Just as important as the match itself is the context that comes with it. A recommendation without explanation is easy to ignore and hard to trust. That's why the matchmaking output is designed to provide more than a name and a profile link. Each suggested connection can include a relevance score and an understandable rationale-what the overlap is, what the shared topic or business need appears to be, and why a conversation could be worthwhile. To make the first step easier, the system can also suggest short conversation starters, not as marketing copy, but as a practical way to begin an exchange with the right framing.

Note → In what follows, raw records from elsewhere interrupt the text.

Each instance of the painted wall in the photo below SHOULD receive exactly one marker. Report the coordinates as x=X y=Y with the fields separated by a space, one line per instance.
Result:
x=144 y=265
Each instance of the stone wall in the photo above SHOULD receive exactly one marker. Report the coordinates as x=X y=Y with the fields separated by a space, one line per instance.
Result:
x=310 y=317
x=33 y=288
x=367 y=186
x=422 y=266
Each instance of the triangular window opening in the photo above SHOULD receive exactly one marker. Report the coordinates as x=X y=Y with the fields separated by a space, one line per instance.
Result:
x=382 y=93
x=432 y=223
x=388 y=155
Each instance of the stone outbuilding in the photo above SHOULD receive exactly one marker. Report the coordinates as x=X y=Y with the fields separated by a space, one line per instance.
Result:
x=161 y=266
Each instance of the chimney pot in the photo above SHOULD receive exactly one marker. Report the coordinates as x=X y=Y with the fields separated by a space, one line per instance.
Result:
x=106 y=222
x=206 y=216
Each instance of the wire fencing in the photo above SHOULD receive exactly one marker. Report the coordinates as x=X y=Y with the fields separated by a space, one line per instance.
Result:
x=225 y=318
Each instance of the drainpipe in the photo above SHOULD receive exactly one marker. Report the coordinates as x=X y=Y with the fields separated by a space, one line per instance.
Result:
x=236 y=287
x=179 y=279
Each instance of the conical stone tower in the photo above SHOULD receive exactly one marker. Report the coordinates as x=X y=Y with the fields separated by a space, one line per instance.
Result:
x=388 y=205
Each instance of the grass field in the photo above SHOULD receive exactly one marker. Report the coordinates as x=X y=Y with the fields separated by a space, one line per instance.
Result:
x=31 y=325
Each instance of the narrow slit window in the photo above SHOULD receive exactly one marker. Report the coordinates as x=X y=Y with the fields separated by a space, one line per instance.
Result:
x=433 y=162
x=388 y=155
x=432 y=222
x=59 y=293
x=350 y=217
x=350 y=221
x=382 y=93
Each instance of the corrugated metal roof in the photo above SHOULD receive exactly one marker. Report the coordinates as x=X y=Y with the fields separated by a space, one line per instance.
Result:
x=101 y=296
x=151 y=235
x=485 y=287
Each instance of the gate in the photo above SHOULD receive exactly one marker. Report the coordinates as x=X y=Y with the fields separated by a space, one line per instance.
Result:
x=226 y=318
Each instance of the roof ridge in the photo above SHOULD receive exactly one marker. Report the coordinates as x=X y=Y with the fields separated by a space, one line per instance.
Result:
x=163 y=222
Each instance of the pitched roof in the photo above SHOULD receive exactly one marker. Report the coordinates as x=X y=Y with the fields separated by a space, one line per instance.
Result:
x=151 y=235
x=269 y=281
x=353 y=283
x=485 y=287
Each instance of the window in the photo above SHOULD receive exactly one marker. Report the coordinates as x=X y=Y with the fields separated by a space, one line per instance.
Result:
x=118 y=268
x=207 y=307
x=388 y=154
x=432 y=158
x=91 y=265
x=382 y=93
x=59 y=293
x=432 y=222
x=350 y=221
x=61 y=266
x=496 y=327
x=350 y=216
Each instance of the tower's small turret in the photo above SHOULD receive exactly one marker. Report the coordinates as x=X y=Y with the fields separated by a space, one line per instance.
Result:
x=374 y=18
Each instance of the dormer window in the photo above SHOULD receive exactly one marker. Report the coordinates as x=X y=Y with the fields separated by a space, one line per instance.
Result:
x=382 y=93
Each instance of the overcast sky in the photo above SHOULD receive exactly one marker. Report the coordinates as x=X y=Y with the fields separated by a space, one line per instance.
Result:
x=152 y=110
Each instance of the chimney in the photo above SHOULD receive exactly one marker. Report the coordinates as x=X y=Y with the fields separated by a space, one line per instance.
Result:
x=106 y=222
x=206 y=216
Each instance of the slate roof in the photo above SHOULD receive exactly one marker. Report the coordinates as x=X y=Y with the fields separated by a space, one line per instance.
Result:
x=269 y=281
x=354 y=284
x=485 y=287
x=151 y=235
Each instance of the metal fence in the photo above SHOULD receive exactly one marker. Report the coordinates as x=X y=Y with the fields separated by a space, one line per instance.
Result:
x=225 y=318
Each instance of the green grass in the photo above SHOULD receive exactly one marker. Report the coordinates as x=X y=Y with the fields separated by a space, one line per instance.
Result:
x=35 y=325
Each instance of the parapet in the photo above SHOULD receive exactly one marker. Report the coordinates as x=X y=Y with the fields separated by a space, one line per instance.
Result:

AI Expo Agents become especially relevant for expos and sponsor-driven environments, where time is the most limited resource. Exhibitors don't just want "more scans" or "more traffic"; they want the right conversations. By mapping attendee needs to exhibitor offerings-and by recognizing signals that indicate buying relevance-the agents can surface higher-value meeting opportunities earlier and more reliably. That can reduce the manual effort involved in prospecting, filtering, and scheduling, and it can help exhibitors spend their booth time on conversations that have a clear purpose.

None of this removes the human element from events-nor should it. The point is not to "automate networking," but to lower the friction that prevents good networking from happening. In practice, event teams and participants still need control, visibility, and the ability to curate. That's why these capabilities are built to be used in an operational way: recommendations can be reviewed, refined, and acted upon, rather than treated as a black box. In other words, the system supports decisions-it doesn't replace them.

AI in events is often discussed in abstract terms, but matchmaking is one of the areas where outcomes are measurable. The relevant questions are straightforward: Do participants get to meaningful conversations faster? Do exhibitors spend less time chasing irrelevant leads? Do meetings convert into follow-ups? The Event Intelligence Cloud's new AI Matchmaking and AI Expo Agents are designed as a practical answer to those questions-grounded in the day-to-day reality of how business events actually work.